Elizabeth Warren amendment # S.AMDT.1326: Monday May 18th, Amendment SA 1326 proposed by Sen. Warren and Sen. McCaskill to amendment SA 1221 and to the bill H.R. 1314
text: CR S2995 The amendment is as follows:
At the end of section 106(b), add the following:
(7) FOR AGREEMENTS THAT THREATEN UNITED STATES SOVEREIGNTY.--The trade authorities procedures shall not apply to an implementing bill submitted with respect to a trade agreement entered into under section 103(b) if--
(A) the agreement, the implementing bill, or any statement of administrative action described in subsection (a)(1)(E)(ii) proposed to implement the agreement, includes an investor-state dispute settlement arbitration mechanism; and
(B) any other party to the agreement has opted out of all or part of the arbitration mechanism.

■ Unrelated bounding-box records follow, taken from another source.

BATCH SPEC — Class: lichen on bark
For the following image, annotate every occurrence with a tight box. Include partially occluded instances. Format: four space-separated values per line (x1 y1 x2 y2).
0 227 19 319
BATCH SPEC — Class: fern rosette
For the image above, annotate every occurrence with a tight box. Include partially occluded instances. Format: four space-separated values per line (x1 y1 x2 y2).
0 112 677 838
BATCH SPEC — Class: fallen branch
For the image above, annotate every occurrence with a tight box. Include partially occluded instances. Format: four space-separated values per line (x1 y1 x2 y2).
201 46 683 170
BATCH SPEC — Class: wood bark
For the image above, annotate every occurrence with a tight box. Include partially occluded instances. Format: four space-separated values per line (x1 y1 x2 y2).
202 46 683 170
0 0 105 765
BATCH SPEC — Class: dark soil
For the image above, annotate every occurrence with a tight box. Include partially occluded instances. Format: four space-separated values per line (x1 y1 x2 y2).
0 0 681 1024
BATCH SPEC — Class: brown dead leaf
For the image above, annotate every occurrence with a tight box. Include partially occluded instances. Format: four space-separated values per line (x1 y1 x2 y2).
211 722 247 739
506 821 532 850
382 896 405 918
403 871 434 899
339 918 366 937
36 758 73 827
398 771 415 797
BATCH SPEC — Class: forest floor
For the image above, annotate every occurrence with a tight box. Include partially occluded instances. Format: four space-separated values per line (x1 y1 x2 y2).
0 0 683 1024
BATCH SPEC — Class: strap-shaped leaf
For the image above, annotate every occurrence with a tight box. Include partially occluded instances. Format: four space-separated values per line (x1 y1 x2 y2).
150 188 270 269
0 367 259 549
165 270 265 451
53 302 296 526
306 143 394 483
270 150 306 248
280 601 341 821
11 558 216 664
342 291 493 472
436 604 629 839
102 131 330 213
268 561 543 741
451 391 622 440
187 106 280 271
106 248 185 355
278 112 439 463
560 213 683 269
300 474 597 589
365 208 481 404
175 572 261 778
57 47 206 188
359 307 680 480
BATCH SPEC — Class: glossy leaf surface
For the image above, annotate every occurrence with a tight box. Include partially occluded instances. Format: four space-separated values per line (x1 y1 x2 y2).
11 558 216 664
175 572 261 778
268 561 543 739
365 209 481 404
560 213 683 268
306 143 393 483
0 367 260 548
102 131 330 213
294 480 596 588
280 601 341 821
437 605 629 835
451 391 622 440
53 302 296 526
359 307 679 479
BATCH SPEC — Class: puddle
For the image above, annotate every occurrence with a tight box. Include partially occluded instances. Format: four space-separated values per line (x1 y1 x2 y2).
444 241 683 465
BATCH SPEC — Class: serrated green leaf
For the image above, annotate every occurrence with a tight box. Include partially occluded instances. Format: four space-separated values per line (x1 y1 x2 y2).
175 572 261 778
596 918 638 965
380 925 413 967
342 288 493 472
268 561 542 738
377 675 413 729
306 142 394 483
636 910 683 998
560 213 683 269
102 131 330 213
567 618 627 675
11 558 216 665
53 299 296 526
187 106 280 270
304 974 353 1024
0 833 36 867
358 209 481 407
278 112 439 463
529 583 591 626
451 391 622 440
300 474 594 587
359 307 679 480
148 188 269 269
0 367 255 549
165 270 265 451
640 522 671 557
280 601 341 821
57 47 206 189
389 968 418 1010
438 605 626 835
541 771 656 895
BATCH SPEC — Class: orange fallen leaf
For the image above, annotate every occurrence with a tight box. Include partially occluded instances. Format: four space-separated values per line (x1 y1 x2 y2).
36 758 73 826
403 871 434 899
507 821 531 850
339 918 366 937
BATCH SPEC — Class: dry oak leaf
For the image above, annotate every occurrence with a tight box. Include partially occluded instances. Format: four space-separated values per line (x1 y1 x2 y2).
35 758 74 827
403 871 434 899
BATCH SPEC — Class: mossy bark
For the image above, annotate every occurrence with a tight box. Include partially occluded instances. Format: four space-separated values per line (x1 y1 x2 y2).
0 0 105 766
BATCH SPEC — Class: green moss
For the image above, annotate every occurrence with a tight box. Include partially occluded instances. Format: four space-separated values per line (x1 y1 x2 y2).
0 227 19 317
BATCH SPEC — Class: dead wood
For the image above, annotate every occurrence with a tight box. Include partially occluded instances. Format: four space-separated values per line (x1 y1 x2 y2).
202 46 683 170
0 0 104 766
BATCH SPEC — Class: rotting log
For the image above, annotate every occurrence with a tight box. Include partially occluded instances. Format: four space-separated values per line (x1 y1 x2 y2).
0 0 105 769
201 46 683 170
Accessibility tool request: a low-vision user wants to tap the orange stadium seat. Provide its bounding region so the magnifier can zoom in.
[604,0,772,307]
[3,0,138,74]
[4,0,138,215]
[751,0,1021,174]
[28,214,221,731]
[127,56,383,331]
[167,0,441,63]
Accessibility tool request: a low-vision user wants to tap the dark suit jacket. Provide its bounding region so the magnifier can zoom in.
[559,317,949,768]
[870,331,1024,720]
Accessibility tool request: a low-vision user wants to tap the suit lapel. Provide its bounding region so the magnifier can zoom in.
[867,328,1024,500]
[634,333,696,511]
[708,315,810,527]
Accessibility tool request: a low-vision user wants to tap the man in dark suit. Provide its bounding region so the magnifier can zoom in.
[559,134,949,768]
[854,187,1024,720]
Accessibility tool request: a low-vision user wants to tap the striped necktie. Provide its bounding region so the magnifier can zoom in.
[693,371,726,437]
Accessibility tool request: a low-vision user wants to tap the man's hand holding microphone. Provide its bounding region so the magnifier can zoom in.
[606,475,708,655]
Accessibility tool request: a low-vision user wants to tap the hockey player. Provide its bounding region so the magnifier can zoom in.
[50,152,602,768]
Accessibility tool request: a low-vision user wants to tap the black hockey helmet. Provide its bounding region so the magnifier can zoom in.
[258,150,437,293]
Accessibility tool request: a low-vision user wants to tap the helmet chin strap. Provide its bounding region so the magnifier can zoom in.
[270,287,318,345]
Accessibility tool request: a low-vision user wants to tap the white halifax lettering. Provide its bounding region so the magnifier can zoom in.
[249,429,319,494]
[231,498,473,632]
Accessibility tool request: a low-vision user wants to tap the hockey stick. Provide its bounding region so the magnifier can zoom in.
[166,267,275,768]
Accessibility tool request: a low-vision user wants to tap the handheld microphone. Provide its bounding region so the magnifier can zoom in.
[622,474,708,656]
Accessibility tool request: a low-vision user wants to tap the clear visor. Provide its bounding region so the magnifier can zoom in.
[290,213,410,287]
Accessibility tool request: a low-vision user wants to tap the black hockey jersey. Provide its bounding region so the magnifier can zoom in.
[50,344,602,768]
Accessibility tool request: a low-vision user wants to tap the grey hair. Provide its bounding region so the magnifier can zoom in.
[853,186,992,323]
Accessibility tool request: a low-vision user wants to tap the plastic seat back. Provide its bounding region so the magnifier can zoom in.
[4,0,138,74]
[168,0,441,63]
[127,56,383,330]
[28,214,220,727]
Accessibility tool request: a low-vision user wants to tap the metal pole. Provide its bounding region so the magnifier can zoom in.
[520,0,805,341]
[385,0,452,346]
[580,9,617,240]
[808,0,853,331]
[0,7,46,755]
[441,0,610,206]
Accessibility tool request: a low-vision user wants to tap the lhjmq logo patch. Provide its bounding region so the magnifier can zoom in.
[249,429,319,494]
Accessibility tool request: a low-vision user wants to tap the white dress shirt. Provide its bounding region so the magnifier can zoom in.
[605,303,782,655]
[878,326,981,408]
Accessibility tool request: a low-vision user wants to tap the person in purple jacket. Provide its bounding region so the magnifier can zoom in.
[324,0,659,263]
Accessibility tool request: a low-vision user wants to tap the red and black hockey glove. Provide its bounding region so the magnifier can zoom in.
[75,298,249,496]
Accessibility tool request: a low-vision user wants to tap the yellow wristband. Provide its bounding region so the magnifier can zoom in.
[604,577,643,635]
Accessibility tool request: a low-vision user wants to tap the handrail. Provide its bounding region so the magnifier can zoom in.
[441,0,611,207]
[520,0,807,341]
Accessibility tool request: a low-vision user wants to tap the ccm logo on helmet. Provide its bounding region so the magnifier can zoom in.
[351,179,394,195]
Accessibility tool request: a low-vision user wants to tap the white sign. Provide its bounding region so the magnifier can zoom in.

Elizabeth Warren amendment # S.AMDT.1327: Monday May 18th, Amendment SA 1327 proposed by Sen. Warren and 15 others to Amendment SA 1221 to amend H.R. 1314
text: CR S2995 Her 15 Cosponsors are Senators Heitkamp, Manchin, Durbin, Boxer, Brown, Casey, Franken, Blumenthal, Baldwin, Markey, Peters, Whitehouse, Schatz, Udall, Heinrich. The amendment is as follows:
(Purpose: To prohibit application of the trade authorities procedures to an implementing bill submitted with respect to a trade agreement that includes investor-state dispute settlement.) At the end of section 106(b), add the following:
(7) FOR AGREEMENTS THAT THREATEN UNITED STATES SOVEREIGNTY.--The trade authorities procedures shall not apply to an implementing bill submitted with respect to a trade agreement or trade agreements entered into under section 103(b) if such agreement or agreements, the implementing bill, or any statement of administrative action described in subsection (a)(1)(E)(ii) proposed to implement such agreement or agreements, includes investor-state dispute settlement.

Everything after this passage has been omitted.